There's also the issue of privacy — patients' health records are protected by the Health Insurance Portability and Accountability Act of 1996, whereas public data online aren't, Kesselheim says.
For Stanford researcher Shah, this wasn't an issue. Inspire's privacy statement tells patients their posts may be used for research if they're not private, and Shah feels comfortable following common sense rules when using public data. "As in, if somebody did [something] with my data and I would be upset, don't do that with someone else's data," he says.
But the newness of social media makes Kesselheim wary. "There are big questions that remain about how patient privacy is upheld in those social media contexts, and I think that's a really big issue to think about moving forward as people are trying to use those outlets to provide insight into drug safety and side effects."

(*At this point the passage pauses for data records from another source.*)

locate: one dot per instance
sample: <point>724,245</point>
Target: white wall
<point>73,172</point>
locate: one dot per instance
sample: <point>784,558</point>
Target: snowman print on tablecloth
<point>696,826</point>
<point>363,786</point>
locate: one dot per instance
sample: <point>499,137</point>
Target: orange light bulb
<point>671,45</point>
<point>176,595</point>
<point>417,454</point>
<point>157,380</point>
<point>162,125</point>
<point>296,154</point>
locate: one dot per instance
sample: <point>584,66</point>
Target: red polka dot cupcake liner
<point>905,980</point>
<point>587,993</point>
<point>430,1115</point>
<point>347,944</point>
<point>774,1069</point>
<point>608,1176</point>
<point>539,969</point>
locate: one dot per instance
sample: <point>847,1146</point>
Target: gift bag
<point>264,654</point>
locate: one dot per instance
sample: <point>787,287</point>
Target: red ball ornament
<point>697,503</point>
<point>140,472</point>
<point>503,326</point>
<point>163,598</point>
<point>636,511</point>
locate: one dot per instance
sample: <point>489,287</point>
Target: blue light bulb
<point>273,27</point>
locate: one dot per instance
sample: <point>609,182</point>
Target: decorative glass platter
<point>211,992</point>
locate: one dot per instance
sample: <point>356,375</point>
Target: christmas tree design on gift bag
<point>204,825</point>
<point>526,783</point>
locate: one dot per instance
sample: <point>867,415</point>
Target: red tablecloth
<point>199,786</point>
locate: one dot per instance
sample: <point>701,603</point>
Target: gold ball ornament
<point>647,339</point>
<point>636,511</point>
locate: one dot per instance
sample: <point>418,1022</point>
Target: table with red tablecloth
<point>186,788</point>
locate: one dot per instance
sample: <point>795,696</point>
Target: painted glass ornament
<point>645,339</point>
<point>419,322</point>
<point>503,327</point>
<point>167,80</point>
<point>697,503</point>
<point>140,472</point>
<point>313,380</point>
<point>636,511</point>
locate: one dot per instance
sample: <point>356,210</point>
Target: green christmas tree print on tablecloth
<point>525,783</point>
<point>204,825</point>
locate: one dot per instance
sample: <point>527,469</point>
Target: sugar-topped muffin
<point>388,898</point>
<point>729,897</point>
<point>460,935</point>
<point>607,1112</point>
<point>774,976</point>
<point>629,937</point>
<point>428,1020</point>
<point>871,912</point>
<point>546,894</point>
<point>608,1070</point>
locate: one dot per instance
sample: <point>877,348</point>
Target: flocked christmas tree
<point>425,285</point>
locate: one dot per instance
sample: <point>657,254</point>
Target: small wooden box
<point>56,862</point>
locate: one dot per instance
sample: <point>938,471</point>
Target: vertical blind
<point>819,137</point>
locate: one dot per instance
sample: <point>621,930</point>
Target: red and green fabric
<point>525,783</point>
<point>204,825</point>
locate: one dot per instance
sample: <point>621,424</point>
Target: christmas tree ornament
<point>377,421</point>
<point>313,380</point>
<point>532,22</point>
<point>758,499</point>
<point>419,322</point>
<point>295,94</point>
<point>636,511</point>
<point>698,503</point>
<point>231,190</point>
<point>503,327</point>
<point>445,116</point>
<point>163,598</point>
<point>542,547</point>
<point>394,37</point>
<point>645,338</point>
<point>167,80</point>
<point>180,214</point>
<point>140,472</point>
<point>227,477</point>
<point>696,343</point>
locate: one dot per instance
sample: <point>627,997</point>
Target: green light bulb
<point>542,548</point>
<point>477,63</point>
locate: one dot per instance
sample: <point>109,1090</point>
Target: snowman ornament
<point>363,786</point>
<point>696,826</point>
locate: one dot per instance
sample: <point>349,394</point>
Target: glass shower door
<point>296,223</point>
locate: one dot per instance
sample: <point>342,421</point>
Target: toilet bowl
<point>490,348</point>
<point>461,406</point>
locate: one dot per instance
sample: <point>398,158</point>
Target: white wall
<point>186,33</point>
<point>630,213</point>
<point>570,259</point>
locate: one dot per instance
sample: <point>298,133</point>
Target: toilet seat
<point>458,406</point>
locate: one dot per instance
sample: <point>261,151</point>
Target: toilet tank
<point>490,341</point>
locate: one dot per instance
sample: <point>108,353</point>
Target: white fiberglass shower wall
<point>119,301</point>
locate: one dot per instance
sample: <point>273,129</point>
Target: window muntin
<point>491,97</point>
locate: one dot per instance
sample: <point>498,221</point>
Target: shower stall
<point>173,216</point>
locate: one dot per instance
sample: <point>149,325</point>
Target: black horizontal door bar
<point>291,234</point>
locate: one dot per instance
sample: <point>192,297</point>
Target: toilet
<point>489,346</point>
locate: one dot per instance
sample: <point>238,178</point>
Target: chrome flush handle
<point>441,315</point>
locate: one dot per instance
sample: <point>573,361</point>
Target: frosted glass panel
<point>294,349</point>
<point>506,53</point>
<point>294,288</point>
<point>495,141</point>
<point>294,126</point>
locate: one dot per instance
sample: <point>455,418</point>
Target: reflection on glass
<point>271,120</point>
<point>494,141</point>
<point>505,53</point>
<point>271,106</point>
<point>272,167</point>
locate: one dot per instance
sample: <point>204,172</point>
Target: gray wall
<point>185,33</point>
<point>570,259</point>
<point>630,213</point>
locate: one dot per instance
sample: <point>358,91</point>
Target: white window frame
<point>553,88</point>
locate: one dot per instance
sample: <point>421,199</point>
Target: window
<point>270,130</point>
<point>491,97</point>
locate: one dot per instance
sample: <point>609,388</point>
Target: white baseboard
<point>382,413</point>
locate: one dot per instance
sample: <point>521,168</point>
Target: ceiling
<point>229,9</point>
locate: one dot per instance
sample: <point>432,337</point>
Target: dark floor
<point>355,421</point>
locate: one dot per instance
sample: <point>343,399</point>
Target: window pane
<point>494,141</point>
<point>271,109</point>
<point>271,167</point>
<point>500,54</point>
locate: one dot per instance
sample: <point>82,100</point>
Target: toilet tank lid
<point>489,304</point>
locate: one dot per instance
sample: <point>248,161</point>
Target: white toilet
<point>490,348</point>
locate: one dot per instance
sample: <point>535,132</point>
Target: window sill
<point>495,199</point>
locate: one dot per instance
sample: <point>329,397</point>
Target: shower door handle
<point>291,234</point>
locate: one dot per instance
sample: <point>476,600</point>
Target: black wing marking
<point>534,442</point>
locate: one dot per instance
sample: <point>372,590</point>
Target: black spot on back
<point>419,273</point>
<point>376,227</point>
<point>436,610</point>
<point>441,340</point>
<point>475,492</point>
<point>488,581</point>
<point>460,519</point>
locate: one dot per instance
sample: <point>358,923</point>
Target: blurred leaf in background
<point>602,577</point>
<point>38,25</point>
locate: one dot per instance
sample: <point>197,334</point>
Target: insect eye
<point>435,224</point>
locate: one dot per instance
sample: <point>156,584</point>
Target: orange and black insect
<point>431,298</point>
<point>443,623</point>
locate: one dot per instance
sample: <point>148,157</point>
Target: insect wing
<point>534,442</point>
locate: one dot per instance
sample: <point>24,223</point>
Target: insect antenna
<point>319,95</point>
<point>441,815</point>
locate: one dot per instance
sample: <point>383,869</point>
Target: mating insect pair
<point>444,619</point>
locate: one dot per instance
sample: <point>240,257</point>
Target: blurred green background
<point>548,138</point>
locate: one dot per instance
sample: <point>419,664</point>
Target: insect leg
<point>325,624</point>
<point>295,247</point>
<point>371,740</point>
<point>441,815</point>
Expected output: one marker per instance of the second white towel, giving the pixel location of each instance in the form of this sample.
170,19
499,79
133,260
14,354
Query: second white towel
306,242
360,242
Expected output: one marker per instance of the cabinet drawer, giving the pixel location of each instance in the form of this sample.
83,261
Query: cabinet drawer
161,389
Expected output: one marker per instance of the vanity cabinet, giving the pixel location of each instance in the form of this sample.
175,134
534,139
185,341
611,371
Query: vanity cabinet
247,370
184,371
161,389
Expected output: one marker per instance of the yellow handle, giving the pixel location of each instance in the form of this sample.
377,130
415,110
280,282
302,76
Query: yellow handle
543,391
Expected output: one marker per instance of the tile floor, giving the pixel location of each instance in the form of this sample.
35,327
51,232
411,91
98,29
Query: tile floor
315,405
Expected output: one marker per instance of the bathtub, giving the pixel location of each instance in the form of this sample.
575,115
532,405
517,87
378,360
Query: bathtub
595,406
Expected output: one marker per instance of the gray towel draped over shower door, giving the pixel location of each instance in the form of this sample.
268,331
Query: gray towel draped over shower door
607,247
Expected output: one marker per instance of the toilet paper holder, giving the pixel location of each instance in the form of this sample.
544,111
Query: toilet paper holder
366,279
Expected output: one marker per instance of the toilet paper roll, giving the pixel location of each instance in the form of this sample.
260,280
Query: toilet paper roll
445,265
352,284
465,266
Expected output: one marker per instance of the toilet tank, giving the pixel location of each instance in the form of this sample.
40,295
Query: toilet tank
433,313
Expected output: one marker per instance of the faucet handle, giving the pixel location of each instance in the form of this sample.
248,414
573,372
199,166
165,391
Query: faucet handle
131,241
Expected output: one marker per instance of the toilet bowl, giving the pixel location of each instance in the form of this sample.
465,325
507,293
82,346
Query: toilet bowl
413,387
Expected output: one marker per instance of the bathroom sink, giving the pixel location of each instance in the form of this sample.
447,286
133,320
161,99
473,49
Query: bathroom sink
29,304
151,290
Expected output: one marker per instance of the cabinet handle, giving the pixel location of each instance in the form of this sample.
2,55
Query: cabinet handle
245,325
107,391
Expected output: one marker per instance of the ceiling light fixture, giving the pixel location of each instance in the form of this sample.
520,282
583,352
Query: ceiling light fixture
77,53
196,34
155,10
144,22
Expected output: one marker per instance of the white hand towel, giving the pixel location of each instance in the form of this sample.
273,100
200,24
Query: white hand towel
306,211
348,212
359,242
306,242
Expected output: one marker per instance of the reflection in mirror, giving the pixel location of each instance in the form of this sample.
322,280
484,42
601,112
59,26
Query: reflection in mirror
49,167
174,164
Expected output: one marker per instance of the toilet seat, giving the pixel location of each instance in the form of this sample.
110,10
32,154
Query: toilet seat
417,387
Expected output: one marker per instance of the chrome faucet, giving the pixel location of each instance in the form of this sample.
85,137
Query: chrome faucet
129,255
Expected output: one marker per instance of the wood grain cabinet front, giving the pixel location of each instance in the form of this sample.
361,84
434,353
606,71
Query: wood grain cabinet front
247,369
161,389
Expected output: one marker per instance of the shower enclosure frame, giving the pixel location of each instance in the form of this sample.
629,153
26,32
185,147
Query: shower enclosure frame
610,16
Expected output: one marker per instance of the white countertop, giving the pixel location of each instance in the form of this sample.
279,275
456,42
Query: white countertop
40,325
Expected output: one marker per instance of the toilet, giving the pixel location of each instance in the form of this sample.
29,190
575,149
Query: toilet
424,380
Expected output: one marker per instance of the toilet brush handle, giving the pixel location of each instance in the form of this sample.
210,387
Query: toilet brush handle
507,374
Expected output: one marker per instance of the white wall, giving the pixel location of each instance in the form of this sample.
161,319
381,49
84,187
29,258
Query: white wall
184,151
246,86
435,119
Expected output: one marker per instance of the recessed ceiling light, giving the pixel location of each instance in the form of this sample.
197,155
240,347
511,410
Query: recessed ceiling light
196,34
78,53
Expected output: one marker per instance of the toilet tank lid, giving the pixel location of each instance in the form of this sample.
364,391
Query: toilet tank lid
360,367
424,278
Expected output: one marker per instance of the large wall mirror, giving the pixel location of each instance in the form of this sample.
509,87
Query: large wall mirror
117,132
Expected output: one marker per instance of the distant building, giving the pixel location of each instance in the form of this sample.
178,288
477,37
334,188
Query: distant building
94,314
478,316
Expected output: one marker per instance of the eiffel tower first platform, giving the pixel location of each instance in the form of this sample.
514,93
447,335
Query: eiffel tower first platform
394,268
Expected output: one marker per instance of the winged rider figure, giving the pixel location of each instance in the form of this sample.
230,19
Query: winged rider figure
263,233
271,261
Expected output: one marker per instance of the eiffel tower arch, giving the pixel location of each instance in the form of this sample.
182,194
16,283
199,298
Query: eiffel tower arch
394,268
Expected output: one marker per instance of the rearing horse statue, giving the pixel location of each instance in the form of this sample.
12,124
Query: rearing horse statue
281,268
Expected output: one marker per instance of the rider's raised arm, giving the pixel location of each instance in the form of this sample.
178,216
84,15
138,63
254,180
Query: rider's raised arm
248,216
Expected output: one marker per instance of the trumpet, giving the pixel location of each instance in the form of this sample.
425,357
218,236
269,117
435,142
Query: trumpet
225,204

As a patient, Ruddick isn't bothered by the idea of researchers and pharmaceutical companies studying data from social media and patient message boards, as long as the data are public or there's mention of data sharing in a privacy statement.
She works as a communications director in New York City, so she's thought a lot about the nature of information online. "If I'm putting something out there on the Internet, it's for the Internet. I know the world is going to see it," Ruddick says.